Vary one parameter at a time, repeat while reducing the step size.

Least Squares:

Treat the error as a translatable vector space from the solution.

Slope Variation:

Curve fit (least squares) the effect of one coefficient on another, direct search in pairs.

Key Feature Comparison

Plotting the error vs. any two coefficients produces a surface plot. Picture trying to find the lowest spot on a map, but only knowing the altitudes of the places visited.

· Least Squares flattens the errors into a solution, but if the map is too complex that won’t work.

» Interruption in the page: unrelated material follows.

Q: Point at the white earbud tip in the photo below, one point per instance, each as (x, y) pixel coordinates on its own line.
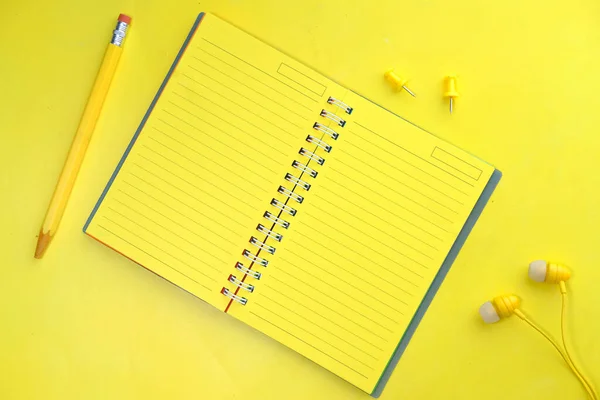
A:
(488, 313)
(537, 270)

· Iterative least squares uses the slope to get magnitude and direction of where to try next, but if the second derivative (rate of change of slope, or Hessian) or higher order things are at play, then the direction and or magnitude may lead to a relatively equivalent error in a new location, the solution might not converge. Inverting large matrixes is time consuming.

· Using higher order derivatives (Hessian matrix) can help if the curve is very smooth (no noise), and there are few divots in the surface (local minima) the algorithm might lock onto.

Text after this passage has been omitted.